那connection资源的回收是怎么完成的呢？

public class AbandonedConnectionCleanupThread extends Thread {
    private static boolean running = true;
    private static Thread threadRef = null;

    public AbandonedConnectionCleanupThread() {
        super("Abandoned connection cleanup thread");
    }

    @Override
    public void run() {
        threadRef = this;
        while (running) {
            try {
                Reference<? extends ConnectionImpl> ref = NonRegisteringDriver.refQueue.remove(100);
                if (ref != null) {
                    try {
                        ((ConnectionPhantomReference) ref).cleanup();
                    } finally {
                        NonRegisteringDriver.connectionPhantomRefs.remove(ref);
                    }
                }

            } catch (Exception ex) {
                // no where to really log this if we're static
            }
        }
    }

    public static void shutdown() throws InterruptedException {
        running = false;
        if (threadRef != null) {
            threadRef.interrupt();
            threadRef.join();
            threadRef = null;
        }
    }

}

原来是有另外一个类AbandonedConnectionCleanupThread在偷偷干这个事，AbandonedConnectionCleanupThread这个线程就是从NonRegisteringDriver.refQueue中拿到ConnectionPhantomReference，然后执行cleanup方法，最后删除connectionPhantomRefs这个ConcurrentHashMap中的ConnectionPhantomReference对象，完成connection相关资源的回收。
这里NonRegisteringDriver.refQueue中的PhantomReference就是之前提到由ReferenceHandler线程放进去的ConnectionPhantomReference对象。

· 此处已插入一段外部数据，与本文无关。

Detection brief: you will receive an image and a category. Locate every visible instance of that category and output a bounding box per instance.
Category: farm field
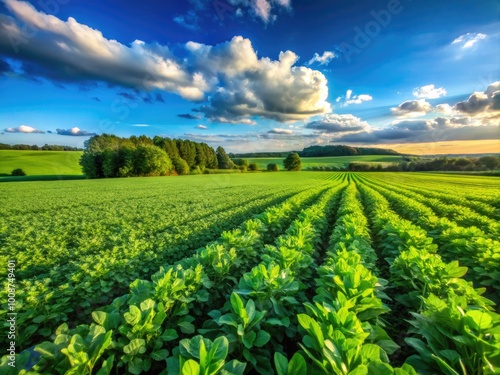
[0,150,401,181]
[0,172,500,375]
[248,155,402,170]
[0,150,82,179]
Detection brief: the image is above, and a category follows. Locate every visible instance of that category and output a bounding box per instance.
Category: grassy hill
[0,150,401,181]
[0,150,82,176]
[248,155,402,169]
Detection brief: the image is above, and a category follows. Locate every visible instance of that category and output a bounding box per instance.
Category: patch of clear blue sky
[0,0,500,148]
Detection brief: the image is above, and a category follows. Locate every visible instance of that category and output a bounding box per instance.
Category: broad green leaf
[123,339,146,356]
[287,353,307,375]
[181,359,200,375]
[253,331,271,348]
[220,359,246,375]
[274,352,288,375]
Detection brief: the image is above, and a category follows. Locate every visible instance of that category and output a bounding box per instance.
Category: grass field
[0,150,401,181]
[0,150,82,176]
[0,172,500,375]
[248,155,401,169]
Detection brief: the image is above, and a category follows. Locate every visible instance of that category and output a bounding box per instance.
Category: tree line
[80,134,301,178]
[347,155,500,172]
[80,134,233,178]
[0,143,83,151]
[299,145,400,158]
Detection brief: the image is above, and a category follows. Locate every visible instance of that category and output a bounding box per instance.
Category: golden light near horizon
[377,139,500,155]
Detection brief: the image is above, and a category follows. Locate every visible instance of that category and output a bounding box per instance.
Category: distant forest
[229,145,401,158]
[0,143,83,151]
[80,134,234,178]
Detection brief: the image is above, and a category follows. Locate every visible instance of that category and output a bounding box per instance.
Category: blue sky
[0,0,500,153]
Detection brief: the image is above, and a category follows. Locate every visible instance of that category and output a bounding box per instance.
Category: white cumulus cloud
[391,99,432,117]
[335,89,373,107]
[56,127,95,137]
[0,0,331,125]
[413,85,447,99]
[4,125,45,134]
[307,51,335,65]
[451,33,487,48]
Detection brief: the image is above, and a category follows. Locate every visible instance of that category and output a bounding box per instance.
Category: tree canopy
[283,152,302,171]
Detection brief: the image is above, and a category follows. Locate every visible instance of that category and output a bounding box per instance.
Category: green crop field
[0,172,500,375]
[248,155,402,169]
[0,150,401,181]
[0,150,82,178]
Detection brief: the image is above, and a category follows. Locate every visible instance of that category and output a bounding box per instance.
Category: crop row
[358,176,500,302]
[0,176,344,347]
[360,181,500,374]
[0,181,344,374]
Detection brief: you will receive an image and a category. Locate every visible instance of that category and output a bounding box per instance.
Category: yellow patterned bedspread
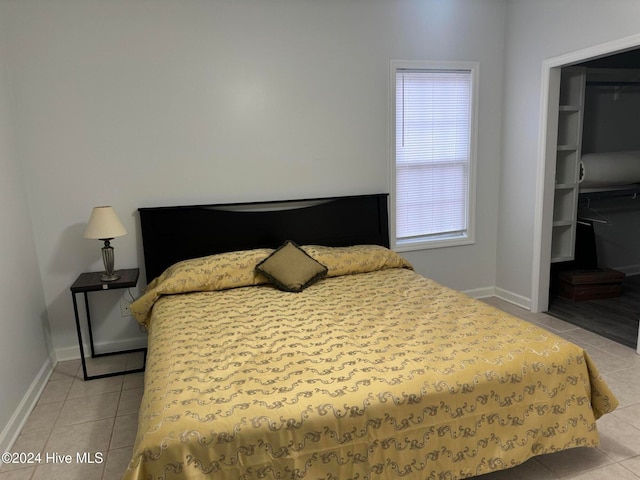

看到这里大家应该明白，感情是jdbc为每个connection都生成了一个ConnectionPhantomReference，目的是为了当connection对象回收时，顺便回收相关资源。这其实是一个保底操作，是怕connnection资源被上层的连接池或者使用者忘记close，从而导致资源泄漏。

但是为什么这么多PhantomReference，通过GC日志看约有8000多个，也就是有8000多个数据库连接资源，而且都在Old Gen？
都在Old区很好解释，因为连接资源一般存活时间比较久，经过多次Young GC都能存活到Old区。
8000多个连接这确实有点多，其实存活的没那么多，看了下这个应用使用的数据源比较多有10多个，每个数据源一主两从，并且连接池的最大连接数是36，随着程序使用过程中的数据库连接资源的回收与生成，时间长了，连接确实会不少。另外这个应用Old GC的时间间隔比较长，很多废弃的连接都不会及时回收。

说了这么多都是在解释为什么有这么多PhantomReference对象。
现在问题的源头也找到了，我们怎么从源头解决这个问题呢？

其实也很简单，首先PhantomReference的产生是jdbc的保底措施，其实这种保底措施也不见得需要，一般数据库连接都是有连接池控制，连接池自身是会确保连接资源的回收，所以这个保底措施是不是可以disable掉，看了下源码，没有disable的地方，那只能程序解决了，解决方式也很简单，删掉connectionPhantomRefs这个ConcurrentHashMap中的数据就好了，这就减少PhantomReference的数量。来降低weak refs processing的处理时间，怎么删就不用说了吧。

总结

GC优化的问题，其实思路都是差不多的，找到问题的原因，也就找到了优化的点，下手起来也就没那么困难了。目前为止，这个问题确实是解决了，但是对于JVM处理8000多个PhantomReference，为啥耗时就这么长，具体到底做了什么，本人一直还有疑问，后面还需继续细细考究。